Веденея миг передохнула и продолжила, чуть повысив голос:
- За морем синим, за морем Хвалынским, посреди Окиан-моря, лежит остров Буян, на том острове Буяне стоит дом, а в том доме стоят кади железные, а в тех кадях лежат тенёта шёлковые. Вы, старцы, ни скованные, ни связанные, соберите рыжих муриев в кади железные, в тенёта шёлковые от меня, Веденеи Васильковны.
И закончила уже почти в полный голос:
- За морем синим, за морем Хвалынским, посреди Окиан-моря, лежит остров Буян, на том острове Буяне сидит птица Гагана, с железным носом, с медными когтями. Ты, птица Гагана, сядь у дома, где стоят кади железные, а в кадях лежат рыжие мурии в шёлковых тенётах; сиди дружно и крепко, никого не подпускай, всех кусай. Заговариваю я им заговором Веденею Васильковну от рыжих муриев по сей день, по сей час. А будь мой заговор недолог, да крепок. Кто его нарушит, того рыжие мурии съедят. Слово моё крепко!
Растопырила пальцы и резко сжала руку в кулак. Муравьёв как ветром сдуло. Непонятный необоримый страх гнал их в глубину своих нор, где они засели в неподвижности, пережидая, пока уйдёт страшный пришелец. Веденея устало села на пенёк и перевела дух.

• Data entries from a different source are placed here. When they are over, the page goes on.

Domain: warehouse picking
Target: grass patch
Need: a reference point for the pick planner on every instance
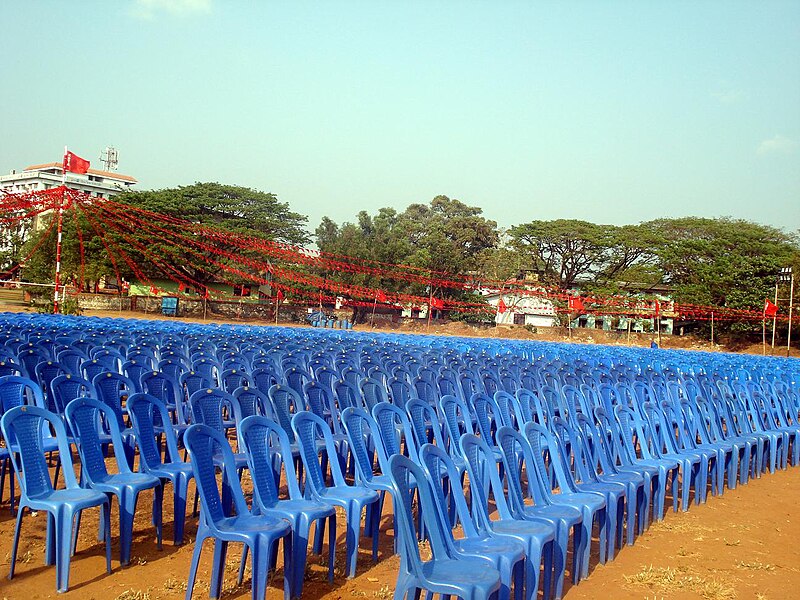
(756, 565)
(673, 580)
(132, 594)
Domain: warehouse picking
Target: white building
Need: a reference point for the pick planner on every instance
(523, 310)
(103, 184)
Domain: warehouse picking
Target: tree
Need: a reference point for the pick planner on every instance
(568, 251)
(234, 209)
(722, 262)
(228, 208)
(445, 235)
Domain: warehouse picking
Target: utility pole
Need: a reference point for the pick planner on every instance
(786, 273)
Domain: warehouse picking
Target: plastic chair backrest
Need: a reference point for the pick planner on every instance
(394, 430)
(373, 392)
(111, 388)
(308, 430)
(18, 391)
(208, 407)
(204, 445)
(23, 428)
(142, 409)
(85, 416)
(359, 424)
(264, 443)
(66, 388)
(285, 403)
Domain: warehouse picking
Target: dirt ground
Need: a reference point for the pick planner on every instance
(741, 545)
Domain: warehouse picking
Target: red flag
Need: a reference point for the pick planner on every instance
(75, 164)
(501, 306)
(575, 303)
(770, 309)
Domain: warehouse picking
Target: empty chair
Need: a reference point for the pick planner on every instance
(308, 429)
(445, 572)
(146, 412)
(83, 416)
(22, 427)
(504, 553)
(265, 443)
(259, 533)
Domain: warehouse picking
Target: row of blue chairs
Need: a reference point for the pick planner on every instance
(605, 410)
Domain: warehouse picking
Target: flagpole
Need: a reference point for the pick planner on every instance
(789, 334)
(374, 306)
(658, 321)
(712, 328)
(60, 228)
(430, 306)
(774, 317)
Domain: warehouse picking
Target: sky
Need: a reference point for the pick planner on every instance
(612, 112)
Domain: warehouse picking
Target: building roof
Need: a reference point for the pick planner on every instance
(59, 166)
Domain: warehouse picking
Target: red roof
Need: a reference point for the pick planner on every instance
(59, 166)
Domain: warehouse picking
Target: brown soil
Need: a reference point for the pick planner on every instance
(741, 545)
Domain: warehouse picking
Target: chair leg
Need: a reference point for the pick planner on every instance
(180, 492)
(218, 567)
(353, 534)
(158, 508)
(63, 547)
(15, 542)
(198, 547)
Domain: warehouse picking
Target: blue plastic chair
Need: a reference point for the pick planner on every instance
(446, 573)
(143, 409)
(84, 416)
(259, 533)
(592, 505)
(22, 427)
(505, 553)
(266, 444)
(309, 429)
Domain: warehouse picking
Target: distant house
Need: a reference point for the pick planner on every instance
(523, 310)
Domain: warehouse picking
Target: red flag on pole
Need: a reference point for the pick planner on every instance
(75, 164)
(575, 303)
(501, 306)
(770, 309)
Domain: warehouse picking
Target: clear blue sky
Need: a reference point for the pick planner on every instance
(613, 112)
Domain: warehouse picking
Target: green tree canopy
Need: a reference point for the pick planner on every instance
(445, 235)
(229, 208)
(722, 262)
(567, 251)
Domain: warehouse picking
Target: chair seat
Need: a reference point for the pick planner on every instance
(348, 493)
(314, 510)
(243, 524)
(137, 480)
(518, 527)
(171, 470)
(464, 571)
(77, 497)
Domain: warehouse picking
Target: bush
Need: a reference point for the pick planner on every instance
(69, 306)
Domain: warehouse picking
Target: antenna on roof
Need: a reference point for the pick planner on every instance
(110, 158)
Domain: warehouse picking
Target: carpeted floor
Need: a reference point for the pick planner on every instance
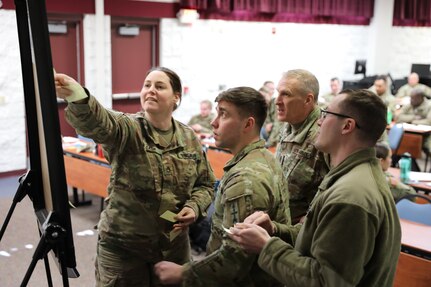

Она шла по этой дорожке уже второй день и до сих пор не встретила ни одной развилки или перекрёстка, хотя сама тропка вилюжилась иной раз так, что зло забирало. Веденея иногда начинала подозревать, что заблудилась, и дорога заведёт её куда-нибудь в трясину. Несколько раз досадовала на себя за излишнюю осторожность - ну чего ей было бояться большой и людной дороги? И чего её было верить тем деревенским, что эта лесная тропка выведет её прямиком к Торжку? Подосадовать на себя за упрямство, что мешало ей вернуться на большую дорогу, в голову не приходило - в конце концов, если тропинка и впрямь никуда не ведёт, кто мешает Веденее вернуться, когда тропка пропадёт? Тропинка ведь не раздваивалась и не пересекалась. И не леший её вёл, это-то Веденея умела определять - ведунья всё-таки. Кроме того, её вело не только упрямство - ещё и любопытство. Выведет дорожка к Торжку альбо нет?
Над лесом многоголосо звенело комарьё, серыми облаками носились над травой. Болота близко.
Отдохнув, Веденея упруго встала. Настоящая усталость ещё не пришла, как это бывает, когда она наваливается под вечер неодолимым бременем. Отошла на шаг, остановилась, вспомнив, про муравьёв. Досадливо поморщилась, протянула руку к пеньку, щёлкнула пальцами, снимая заговор, и пошла, не оглядываясь. Муравьи высунутся из нор ещё не скоро, - только когда поймут, что страшная гостья ушла.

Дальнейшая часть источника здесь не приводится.